Royal College of Art
The Royal College of Art is the world’s only postgraduate university of art and design. It has over 900 masters and doctoral students and more than 100 professionals and practitioners active in the college.
Our brand valuation formed part of a submission to the Higher Education Funding Council for England (HEFCE) to support the case for maintaining the college’s existing funding levels and status. The RCA was also in the middle of a fundraising project, to finance a new campus for its Fine and Applied Art departments.
Our challenge was to devise a robust and defendable way to calculate financial value of the brand, despite the not-for-profit nature of the college.
Because standard approaches for valuing brands require a profit forecast as a key input, we applied an adapted form of our methodology to assess the impact of the brand on future cash flows (rather than profits). We then calculated the financial value of the brand from this assessment.
Our study proved that the RCA owns and manages powerful assets, which create an economic advantage. These assets include talented lecturers, a prestigious location in South Kensington, spacious buildings and, of course, a strong brand and reputation. We also estimated that almost half of the college’s economic advantage was attributable specifically to the brand.
The brand creates value by positively influencing the perceptions and behaviors of a variety of stakeholders, including students, staff, donors, businesses, and specialist suppliers.
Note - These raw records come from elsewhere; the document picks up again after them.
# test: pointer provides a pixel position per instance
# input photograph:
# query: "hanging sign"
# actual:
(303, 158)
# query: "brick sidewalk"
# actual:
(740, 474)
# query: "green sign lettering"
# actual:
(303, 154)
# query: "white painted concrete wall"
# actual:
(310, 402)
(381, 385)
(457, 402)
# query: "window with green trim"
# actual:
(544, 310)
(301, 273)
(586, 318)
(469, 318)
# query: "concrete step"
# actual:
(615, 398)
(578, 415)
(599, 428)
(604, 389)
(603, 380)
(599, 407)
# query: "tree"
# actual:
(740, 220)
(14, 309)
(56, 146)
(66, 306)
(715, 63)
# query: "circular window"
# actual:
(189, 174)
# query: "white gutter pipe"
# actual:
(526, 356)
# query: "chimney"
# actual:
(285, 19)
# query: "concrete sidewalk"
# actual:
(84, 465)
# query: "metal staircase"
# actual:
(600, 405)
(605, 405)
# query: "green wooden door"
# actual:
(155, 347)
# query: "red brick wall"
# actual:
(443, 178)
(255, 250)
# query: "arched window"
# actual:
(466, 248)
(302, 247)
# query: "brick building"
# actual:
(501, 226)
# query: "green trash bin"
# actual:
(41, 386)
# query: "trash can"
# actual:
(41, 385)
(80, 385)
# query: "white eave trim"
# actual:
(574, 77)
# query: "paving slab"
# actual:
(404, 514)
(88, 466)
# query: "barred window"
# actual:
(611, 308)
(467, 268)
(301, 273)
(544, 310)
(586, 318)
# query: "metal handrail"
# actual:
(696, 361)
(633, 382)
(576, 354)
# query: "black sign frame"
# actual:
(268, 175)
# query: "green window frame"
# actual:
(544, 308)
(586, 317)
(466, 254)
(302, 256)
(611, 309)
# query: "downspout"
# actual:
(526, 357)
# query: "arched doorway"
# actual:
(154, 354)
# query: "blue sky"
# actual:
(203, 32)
It enables the RCA, through its impact on stakeholder behavior, to command premium fees and enjoy lower costs of doing business.
Professor Jeremy Myerson, Director of Innovation, at the RCA, said of the valuation: “Until now, we have had no way of putting a monetary value on the very many intangible benefits that accrue to the college due to its international reputation. This valuation has been a robust financial exercise that shows how the RCA’s brand gives the college an economic leverage.”
Professor Sir Christopher Frayling, Rector of the RCA, concludes: “The college has led the way in this area, but I have a feeling others in higher education will be interested in conducting similar exercises.”